EUR/USD is ending the Asia session at the same level as where it started some 8 or so hours ago as the smart Asian investor is more than happy to focus on the holiday period. There was a short lived dip towards 1.3030 as the risk currencies like AUD and NZD continued to give up the gains seen during the European session and lost after the European Banks swamped the ECB for liquidity. However, as we said the risk off trading of the market has the pair closing at 1.3044. There isn’t much in the way of data for the Eurozone during the European session for the Euro and markets to trade around, however, there is a bit of lower level US releases to help the volatility along. A break below 1.3000 should see a rush towards the old 1.2950 lows and if broken, we would not want to be the last one left holding Euro’s as we can see some massive moves coming whilst liquidity remains poor at best. If the pair were to bounce first today we can’t see it getting above 1.3155!
AUD/USD tested the topside first as the markets tried to come to grips with the amount of borrowing that over 300 European banks did with the ECB during the overnight session. 1.0110 easily capped the price during the morning and from then of the pair drifted off to find intraday sellers trying to take the pair to retest the overnight low of 1.0050. However, with the markets focus during Asia on summer holidays, risk off trading is all the rage, well no risk at all is more correct! Normally at this time of year the markets are more than likely to be kept within a tight range during most of the European and US sessions but tonight my money is on another wild one in a similar pattern to last nights! However, this time we favour the downside first and a return of the price below parity on a stop hunt after it breaks the pivot at 1.0050. Towards 0.9955 we should start to see extended range traders on the bid with stops below 0.9900 targeting a return to 1.0050.

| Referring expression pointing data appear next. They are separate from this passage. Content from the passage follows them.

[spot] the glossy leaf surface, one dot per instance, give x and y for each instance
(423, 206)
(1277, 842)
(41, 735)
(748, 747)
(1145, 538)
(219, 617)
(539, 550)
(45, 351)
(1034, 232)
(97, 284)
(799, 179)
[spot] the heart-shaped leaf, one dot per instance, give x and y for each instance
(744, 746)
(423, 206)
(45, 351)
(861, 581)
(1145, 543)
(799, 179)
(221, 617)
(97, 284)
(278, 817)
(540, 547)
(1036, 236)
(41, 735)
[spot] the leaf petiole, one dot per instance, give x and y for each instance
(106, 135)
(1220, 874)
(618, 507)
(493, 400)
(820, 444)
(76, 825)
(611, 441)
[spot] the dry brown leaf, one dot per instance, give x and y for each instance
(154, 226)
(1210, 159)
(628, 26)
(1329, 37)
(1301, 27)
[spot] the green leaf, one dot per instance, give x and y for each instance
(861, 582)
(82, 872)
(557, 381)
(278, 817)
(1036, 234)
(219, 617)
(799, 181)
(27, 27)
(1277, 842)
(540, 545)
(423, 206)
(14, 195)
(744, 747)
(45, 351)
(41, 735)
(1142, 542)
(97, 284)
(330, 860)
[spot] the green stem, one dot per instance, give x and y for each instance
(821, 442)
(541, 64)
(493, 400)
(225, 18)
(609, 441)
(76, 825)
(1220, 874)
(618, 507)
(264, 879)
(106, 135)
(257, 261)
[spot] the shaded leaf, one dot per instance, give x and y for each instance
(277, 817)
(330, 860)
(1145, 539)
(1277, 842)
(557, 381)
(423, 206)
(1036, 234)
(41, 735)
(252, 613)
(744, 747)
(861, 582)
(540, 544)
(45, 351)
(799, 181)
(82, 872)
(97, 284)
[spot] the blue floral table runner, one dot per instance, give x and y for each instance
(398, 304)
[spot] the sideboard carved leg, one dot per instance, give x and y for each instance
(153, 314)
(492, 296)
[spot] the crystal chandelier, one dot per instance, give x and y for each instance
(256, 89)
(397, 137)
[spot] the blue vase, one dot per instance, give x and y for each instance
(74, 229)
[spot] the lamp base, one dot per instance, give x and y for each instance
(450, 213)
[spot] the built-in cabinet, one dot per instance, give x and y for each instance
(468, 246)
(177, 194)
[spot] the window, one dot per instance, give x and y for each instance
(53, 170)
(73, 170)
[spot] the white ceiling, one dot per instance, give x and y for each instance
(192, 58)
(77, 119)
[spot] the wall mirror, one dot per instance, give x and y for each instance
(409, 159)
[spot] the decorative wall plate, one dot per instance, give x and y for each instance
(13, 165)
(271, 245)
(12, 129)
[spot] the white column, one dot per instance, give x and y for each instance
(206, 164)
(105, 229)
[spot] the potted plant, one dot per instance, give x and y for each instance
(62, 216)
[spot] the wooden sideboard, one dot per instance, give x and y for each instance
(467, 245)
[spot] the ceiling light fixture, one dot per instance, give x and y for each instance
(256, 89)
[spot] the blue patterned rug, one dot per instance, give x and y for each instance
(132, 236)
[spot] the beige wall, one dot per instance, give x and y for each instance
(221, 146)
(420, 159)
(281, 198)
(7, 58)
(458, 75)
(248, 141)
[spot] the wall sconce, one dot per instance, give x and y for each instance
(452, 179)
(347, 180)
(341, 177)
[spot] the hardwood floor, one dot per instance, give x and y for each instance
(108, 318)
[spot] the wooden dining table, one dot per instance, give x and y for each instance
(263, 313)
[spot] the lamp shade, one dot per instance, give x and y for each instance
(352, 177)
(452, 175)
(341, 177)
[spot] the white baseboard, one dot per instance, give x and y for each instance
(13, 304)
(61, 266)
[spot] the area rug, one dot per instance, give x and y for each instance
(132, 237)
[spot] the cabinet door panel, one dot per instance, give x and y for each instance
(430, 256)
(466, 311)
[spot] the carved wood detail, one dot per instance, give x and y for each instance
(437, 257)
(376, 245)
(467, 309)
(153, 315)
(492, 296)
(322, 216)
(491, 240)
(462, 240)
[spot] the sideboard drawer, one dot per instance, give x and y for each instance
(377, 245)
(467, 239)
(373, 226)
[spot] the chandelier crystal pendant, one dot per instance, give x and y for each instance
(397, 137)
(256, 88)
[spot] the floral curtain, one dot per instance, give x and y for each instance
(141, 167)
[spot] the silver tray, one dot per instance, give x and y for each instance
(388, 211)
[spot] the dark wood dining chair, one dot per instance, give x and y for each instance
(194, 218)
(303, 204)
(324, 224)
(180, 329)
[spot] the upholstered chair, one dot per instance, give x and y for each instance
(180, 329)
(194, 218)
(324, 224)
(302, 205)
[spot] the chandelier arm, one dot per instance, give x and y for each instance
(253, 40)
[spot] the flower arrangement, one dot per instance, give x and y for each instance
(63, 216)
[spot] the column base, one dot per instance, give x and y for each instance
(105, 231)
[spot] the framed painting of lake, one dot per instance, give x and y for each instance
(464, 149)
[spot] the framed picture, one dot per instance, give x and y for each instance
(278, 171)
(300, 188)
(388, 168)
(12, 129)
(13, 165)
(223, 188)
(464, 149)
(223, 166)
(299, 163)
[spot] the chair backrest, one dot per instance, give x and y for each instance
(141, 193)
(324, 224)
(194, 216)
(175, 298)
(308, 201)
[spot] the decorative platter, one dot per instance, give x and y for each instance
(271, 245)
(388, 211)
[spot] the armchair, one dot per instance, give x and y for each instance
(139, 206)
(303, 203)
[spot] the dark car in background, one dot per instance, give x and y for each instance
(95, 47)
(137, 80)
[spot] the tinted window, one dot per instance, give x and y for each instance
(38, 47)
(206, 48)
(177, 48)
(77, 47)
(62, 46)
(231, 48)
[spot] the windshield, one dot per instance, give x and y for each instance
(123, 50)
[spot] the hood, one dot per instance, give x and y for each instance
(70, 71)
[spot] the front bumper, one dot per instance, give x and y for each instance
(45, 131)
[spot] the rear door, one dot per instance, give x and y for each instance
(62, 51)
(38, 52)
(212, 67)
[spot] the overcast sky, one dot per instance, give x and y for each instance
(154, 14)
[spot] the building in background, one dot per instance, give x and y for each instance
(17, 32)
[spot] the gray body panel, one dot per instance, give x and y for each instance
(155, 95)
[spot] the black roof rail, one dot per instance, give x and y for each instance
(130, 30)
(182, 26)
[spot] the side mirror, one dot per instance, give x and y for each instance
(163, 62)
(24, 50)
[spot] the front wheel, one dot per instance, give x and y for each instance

GOLD has fallen in trade today in line with falling equity markets and a broad reduction in risk sentiment brought on by, you guessed, the European debt crisis. Gold is closing the afternoon around $1,609 and traded in a $1,606 to $1,616 range. Gold has bounced well from our first support level at $1,605 and we expect that the price will move towards $1,620 in trade overnight. In saying this, further nervousness surrounding the size of the ECB loans to the banks and the manifestation of these concerns in the credit markets tonight may precipitate a sharper fall in the equity markets overnight which could see gold rapidly fall below $1,600. In this environment we remain very cautious and would not be initiating any new positions whilst thin holiday volumes persist which could lead to high volatility. For those looking to trade gold we would keep a close eye on support and resistance levels and trade around these levels. Support lies at $1,598 with resistance at $1,620.
US OIL (WTI) eased marginally in trade today within a range of $98.55 to $99.18 before closing the afternoon at $98.65. It is currently sitting perfectly on resistance and if concerns surrounding Europe do not dominate headlines tonight we should see the price accelerate through $99.00. US Energy Department figures which showed that stockpiles fell by the most in almost a decade by 10.6 million barrels to 323.6 million barrels should continue to support the market as will any further sanctions against Iran. The momentum higher has been stalled by investor concerns over the size of the ECB bank loans but there is now very strong support at the $97.50 level. Given the illiquid holiday trading conditions we would look to take oppotrtunity after excessive price moves if they occur rather than take any pre-emptive positions at this stage. Look for support at $97.50 to hold and resistance at $99.85.